While we started in Brooklyn, we've since moved our hubs to Los Angeles and Chicago. At least for now.
What brought the idea about doing a magazine about horticulture?
Abbye Churchill: Since Celestine originally started Wilder, the magazine has grown into covering much more than horticulture alone though. Though we definitely have strong roots in the world of growing, we are also interested in nature as a source of inspiration for art, music, fashion and culture — as well as getting our hands dirty with DIYs across different disciplines. It is about encouraging people to participate in the physical world around them, about life beyond digital screens.
"It is about encouraging people to participate in the physical world around them, about life beyond digital screens."
How does each issue of the magazine come together?
CA: We've never had a proper office, and I kind of hope we never do. It's been amazing to have writers, editors, business folks be all over the place. I think it's one reason that the magazine manages to cover the entire country and dabble in the international. I would hate to lose that roaming spirit.
AC: One of the nice things about working with such a small team for Wilder is that the publication exists wherever we are which can allow for all of us to participate in incredible adventures and then incorporate that experience back into the publication.
"I would hate to lose that roaming spirit."
What's the biggest reward in terms of publishing your own magazine?
CA: It's a cliché, but I love when people tell me that they started growing, or loved a piece of art in the book, or tried a how-to. It's really wonderful to create such an inspiring, beautiful thing.
What's written for Wilder next? Any new projects?

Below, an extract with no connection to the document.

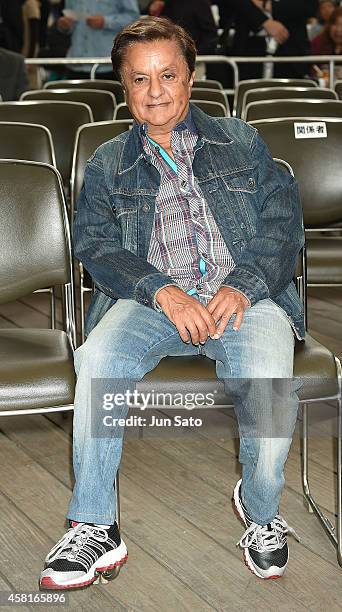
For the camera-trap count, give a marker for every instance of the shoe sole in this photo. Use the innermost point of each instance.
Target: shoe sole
(47, 582)
(247, 559)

AC: We are currently at work on our first book, The Wilder Annual, which is a 21st century update of the Whole Earth Catalog. We wanted to create a single volume that has all the information you'd need to live in harmony with nature — from urban homesteading, to how to hand-pollinate flowers, to recipes for some of our favorite jams and preserves, plus interviews with some of our heroes.
"It's really wonderful to create such an inspiring, beautiful thing."
What sort of natural phenomenon are you looking forward to this summer?
CA: I'm used to getting excited about the seasons changing, since I've always lived on the East Coast, but y'know it's true — it is summer all the time in Los Angeles. I get to grow almost anything, hike whenever, head to the beach every day. So, a friend of mine recently suggested I get into astronomy, which seems like just a thing. It's much easier and gratifying out here with the wide open sky. There's the Perseids Meteor Shower this August which is supposed to be one of the best to observe, so I'm psyched for that.
AC: My favorite part of summer is being able to grow and harvest my own fruits and vegetables. I spend summers in Maine and last year we had a pretty good run with the vegetable patch — I even managed to eek out a watermelon before the end of the season. This summer I am planting a medicinal herb garden for use in my homemade beauty products. Aside from gardening, I've always been a fan of the late-summer meteor showers. You really can't beat looking at falling stars over a clear lake in Maine!